I've not been offered one. Go figure. I checked all day long. I'm guessing they DO test- looks like you're possibly part of the "test group" this time. 
Since it apparently works, maybe I'll get one today sometime. If not... Lyft gets to make more. Oh well. They're actually letting me make more at present, and all the Uber pax have been total paxwads anyway. It's usually the opposite. Interesting indeed.


----------



## ProChauffeur

34-Methoxyzacko said:


> No difference. The issue is within the Uber app- sound is improperly routed.
> No. Other. App. Has. This. Problem.
> 
> 
> I've not been offered one. Go figure. I checked all day long. I'm guessing they DO test- looks like you're possibly part of the "test group" this time.
> Since it apparently works, maybe I'll get one today sometime. If not... Lyft gets to make more. Oh well. They're actually letting me make more at present, and all the Uber pax have been total paxwads anyway. It's usually the opposite. Interesting indeed.


I'm running iOS 14. The Uber Driver app latest version released yesterday is 4.270.10001.


----------



## Winbig

Have been having the same issue for days now. Contacted Uber "support"...NO HELP. Deleted and reinstalled the app several times this week and no change. However, just deleted and reinstalled the app this morning and it appears they may have fixed the issues. The sound is no longer routed to the ear piece. Hope this is permanent fix and not temporary as I've experienced before.


----------



## AtSki

ProChauffeur said:


> I'm running iOS 14. The Uber Driver app latest version released yesterday is 4.270.10001.
> View attachment 511983


With this latest update it seems like incoming ping sounds are loud and clear, for now.


----------



## 34-Methoxyzacko

ProChauffeur said:


> I'm running iOS 14. The Uber Driver app latest version released yesterday is 4.270.10001.
> View attachment 511983


Indeed.

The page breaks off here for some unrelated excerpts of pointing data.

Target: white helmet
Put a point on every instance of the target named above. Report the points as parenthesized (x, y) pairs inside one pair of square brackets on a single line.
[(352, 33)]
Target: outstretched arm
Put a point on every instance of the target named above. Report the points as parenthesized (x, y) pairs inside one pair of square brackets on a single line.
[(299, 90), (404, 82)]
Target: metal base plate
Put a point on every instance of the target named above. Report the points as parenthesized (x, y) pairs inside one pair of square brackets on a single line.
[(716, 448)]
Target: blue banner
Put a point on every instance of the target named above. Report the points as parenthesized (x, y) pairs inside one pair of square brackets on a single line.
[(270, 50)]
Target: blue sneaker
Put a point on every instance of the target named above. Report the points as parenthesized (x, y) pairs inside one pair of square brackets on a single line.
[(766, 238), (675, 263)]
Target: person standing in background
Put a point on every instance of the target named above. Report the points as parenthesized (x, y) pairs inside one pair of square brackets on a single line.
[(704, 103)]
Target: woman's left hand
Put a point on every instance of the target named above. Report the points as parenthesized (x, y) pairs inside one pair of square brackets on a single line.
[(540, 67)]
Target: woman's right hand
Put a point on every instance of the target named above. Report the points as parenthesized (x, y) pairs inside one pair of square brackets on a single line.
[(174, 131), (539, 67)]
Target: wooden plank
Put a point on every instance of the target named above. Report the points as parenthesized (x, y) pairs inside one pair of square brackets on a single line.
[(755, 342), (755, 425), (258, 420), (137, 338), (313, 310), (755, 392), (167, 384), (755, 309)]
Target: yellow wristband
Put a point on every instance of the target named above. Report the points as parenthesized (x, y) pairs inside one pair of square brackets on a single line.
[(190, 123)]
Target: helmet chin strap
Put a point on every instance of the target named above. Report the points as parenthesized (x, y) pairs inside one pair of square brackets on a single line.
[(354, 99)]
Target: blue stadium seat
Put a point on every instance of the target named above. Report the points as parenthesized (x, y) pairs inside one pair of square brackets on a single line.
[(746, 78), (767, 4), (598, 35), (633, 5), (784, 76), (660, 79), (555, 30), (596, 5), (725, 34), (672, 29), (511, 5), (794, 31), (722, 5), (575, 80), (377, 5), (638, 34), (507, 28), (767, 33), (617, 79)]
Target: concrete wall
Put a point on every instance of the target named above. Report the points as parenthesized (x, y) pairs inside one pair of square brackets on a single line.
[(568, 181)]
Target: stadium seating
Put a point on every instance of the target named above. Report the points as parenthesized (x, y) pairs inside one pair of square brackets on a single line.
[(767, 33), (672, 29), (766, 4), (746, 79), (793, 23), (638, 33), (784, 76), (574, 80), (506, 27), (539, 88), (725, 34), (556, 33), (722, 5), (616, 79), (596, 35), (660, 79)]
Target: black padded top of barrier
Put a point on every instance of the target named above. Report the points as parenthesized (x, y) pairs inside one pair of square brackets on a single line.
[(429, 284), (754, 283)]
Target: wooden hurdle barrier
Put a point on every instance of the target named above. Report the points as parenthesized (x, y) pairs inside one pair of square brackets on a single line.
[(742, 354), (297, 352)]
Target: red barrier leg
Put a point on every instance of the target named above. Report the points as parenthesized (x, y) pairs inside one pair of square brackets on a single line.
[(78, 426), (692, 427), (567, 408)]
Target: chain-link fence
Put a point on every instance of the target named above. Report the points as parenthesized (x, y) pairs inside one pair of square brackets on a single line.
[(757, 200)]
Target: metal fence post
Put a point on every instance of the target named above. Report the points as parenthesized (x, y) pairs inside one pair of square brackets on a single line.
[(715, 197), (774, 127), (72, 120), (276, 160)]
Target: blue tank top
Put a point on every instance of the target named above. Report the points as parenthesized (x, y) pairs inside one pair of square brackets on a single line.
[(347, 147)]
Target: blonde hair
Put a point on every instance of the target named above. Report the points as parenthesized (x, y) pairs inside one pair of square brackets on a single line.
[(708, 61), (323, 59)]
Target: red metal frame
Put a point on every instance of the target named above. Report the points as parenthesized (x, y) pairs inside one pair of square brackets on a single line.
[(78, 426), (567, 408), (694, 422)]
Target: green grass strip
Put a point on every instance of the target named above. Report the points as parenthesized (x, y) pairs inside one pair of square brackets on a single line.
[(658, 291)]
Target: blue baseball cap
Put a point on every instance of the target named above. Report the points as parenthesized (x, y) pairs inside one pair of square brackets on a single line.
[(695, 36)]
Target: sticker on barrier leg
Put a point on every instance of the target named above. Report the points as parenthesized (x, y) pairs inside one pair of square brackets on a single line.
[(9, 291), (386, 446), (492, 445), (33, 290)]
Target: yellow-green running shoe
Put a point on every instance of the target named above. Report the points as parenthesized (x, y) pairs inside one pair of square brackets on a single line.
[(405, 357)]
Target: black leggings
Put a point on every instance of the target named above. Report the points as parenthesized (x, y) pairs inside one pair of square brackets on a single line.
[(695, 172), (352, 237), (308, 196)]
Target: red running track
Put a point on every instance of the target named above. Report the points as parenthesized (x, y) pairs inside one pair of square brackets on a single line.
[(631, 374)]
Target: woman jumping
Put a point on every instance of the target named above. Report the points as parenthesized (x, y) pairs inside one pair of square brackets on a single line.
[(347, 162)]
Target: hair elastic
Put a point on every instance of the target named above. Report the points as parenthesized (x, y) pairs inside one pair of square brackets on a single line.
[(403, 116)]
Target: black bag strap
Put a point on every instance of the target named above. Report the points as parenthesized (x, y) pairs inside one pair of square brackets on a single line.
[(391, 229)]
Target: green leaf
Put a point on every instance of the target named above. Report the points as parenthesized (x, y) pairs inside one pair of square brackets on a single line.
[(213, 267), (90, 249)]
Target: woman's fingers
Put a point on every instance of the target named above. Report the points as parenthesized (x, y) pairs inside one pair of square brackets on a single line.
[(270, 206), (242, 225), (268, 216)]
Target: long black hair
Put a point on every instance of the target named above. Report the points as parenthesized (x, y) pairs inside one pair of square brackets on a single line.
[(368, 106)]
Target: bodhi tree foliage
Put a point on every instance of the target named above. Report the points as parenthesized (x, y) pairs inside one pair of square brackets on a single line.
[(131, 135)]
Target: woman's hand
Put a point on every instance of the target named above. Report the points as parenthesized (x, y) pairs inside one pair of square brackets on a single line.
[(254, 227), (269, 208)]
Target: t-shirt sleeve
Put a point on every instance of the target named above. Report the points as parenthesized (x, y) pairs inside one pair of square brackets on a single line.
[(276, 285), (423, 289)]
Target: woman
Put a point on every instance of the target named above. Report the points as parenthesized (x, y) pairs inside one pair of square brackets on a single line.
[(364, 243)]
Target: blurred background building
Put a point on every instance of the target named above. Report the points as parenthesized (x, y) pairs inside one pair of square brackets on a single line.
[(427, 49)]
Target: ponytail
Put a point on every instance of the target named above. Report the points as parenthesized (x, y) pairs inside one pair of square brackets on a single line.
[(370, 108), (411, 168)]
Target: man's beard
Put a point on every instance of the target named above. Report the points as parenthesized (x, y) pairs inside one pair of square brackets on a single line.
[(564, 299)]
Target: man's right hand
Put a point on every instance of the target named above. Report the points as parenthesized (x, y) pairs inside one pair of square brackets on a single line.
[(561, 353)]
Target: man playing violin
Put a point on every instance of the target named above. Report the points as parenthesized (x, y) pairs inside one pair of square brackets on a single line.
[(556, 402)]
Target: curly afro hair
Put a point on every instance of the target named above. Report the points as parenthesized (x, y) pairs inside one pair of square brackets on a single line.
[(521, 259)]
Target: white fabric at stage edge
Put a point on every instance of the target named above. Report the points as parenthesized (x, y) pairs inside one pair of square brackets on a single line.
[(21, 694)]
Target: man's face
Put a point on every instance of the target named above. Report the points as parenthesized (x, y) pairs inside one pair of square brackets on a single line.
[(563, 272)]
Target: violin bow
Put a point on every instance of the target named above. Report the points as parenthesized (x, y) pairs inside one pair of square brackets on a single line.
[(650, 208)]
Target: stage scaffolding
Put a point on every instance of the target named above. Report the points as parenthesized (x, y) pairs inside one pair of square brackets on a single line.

It finally became available to me around 6AM this morning. I kept checking repeatedly (it had been 2wks, so it felt due). I've noticed before that various releases have been made available to others and not myself (or myself and not others). I downloaded it as soon as it showed up for me- thus far, the issue appears to have been remedied. Good. I wasn't caring for the Bluetooth earpiece I was having to use simply to hear requests (and driving through the night, I've found the LED flash option only makes the details illegible due to the intensity). 
Welp. It's about time. 
...now, if only they don't break it! &#128541;
Thanks folks! &#128077;&#127995;


----------



## FLKeys

34-Methoxyzacko said:


> Indeed. It finally became available to me around 6AM this morning. I kept checking repeatedly (it had been 2wks, so it felt due). I've noticed before that various releases have been made available to others and not myself (or myself and not others). I downloaded it as soon as it showed up for me- thus far, the issue appears to have been remedied. Good. I wasn't caring for the Bluetooth earpiece I was having to use simply to hear requests (and driving through the night, I've found the LED flash option only makes the details illegible due to the intensity).
> Welp. It's about time.
> ...now, if only they don't break it! &#128541;
> Thanks folks! &#128077;&#127995;


I try not to do any updates within the first 3 days they are released. After that I look online for complaints.


----------



## 34-Methoxyzacko

FLKeys said:


> I try not to do any updates within the first 3 days they are released. After that I look online for complaints.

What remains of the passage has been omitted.